Sexual Dimorphism in Whole Blood Nitrite and Susceptibility to Hypoxic Sickle Cell Vaso-Occlusive Injury in Mice.

Murine vasoregulation and ischemia-reperfusion injury studies indicate greater nitric oxide synthase (NOS) activity in females than in males, linked to estrogen upregulation of endothelial NOS-3 (eNOS). Plasma levels of nitrite ions have been used as an index of NOS activity in vivo. Our research on blood nitrite in humans indicates that eNOS-derived NO is stabilized as nitrite, transported by erythrocytes, and bioactivated by a nitrite reductase activity of deoxyhemoglobin (Dejam 2005 Blood 106:734–739). Transgenic mice expressing exclusively human sickle hemoglobin (sickle mice) originally from Berkeley (Pastzy, 1997) are susceptible to vaso-occlusive ischemic injury from hypoxia, and increased NO availability may protect against this ischemic injury. Hypothesis: Females will have higher whole blood nitrite levels, which will be a marker of NO bioavailability and protection against ischemic challenges such as sickle cell vaso-occlusive liver injury after hypoxia-reoxygenation.

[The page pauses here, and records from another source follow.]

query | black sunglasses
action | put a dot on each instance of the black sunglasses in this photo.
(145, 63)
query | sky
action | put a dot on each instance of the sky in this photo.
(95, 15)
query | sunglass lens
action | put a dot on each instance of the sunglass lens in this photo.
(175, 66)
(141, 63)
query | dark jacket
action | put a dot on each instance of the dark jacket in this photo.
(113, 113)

Methods: Whole blood samples were stabilized with a ferricyanide solution as previously described (Dejam 2005), then analyzed for nitrite levels using reductive chemiluminescence. C57BL6 mice were studied at baseline, during normobaric hypoxia (10% O2), or 1 hour after injection of the NOS inhibitor L-N5-(1-iminoethyl)-ornithine (L-NIO, 30 mg/kg) vs saline. Sickle mice had hypoxia-reoxygenation challenge to induce sickle vaso-occlusive injury: 2 hours of hypoxia followed by blood sample 18 hours later for serum alanine aminotransferase (ALT) as a marker of ischemic injury.

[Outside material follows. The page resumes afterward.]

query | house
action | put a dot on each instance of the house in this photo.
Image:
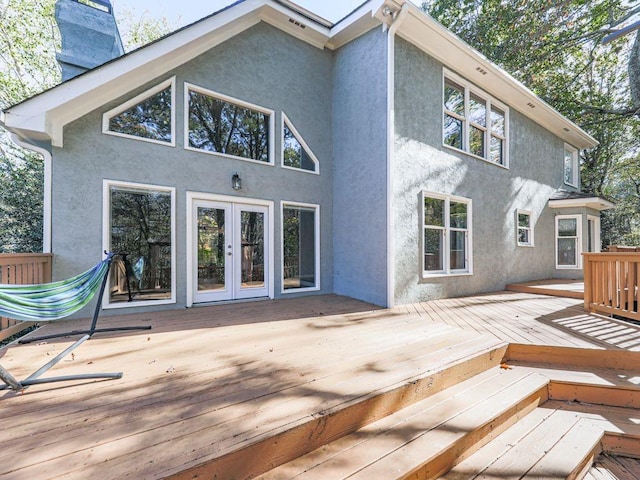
(263, 152)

Results: Average whole blood nitrite was 16% (SEM 7%) lower in males than in females, with much individual variation. Hypoxic exposure as short as 15 minutes lowered nitrite by 40% (SEM 7%). The magnitude of L-NIO effect was similar, lowering nitrite by 30% (SEM 9%). Female sickle mice and C57BL6 mice of both sexes showed no rise in ALT after hypoxia-reoxygenation, but male sickle mice showed 3-fold rise in ALT (p < 0.05). Ovariectomized female sickle mice had elevated ALT that was no different from males.

Discussion: Murine whole blood nitrite levels show sexual dimorphism consistent with estrogen upregulation of eNOS. L-NIO inhibition of NOS was associated with a fall in nitrite level, consistent with inhibition of nitric oxide production. The remaining nitrite after NOS inhibition is likely to be controlled by the several eNOS-independent influences on nitrite, such as dietary nitrite and nitrate, and systemic inflammation. Although hypoxia was expected to upregulate eNOS production of NO, nitrite levels fell significantly with moderate hypoxia, consistent with reduction of nitrite to NO by deoxyhemoglobin. Male sickle mice and ovariectomized females are susceptible to liver injury with hypoxic-reoxygenation challenge, consistent with a role for female hormones in upregulating protective NO bioavailability. Thus, modest changes in NO bioavailability are potentially enough to protect against sickle cell vaso-occlusive injury. Future studies to correlate whole blood nitrite levels with vasoregulation and ischemic protection are feasible with this new method for experimental measurement of whole blood nitrite.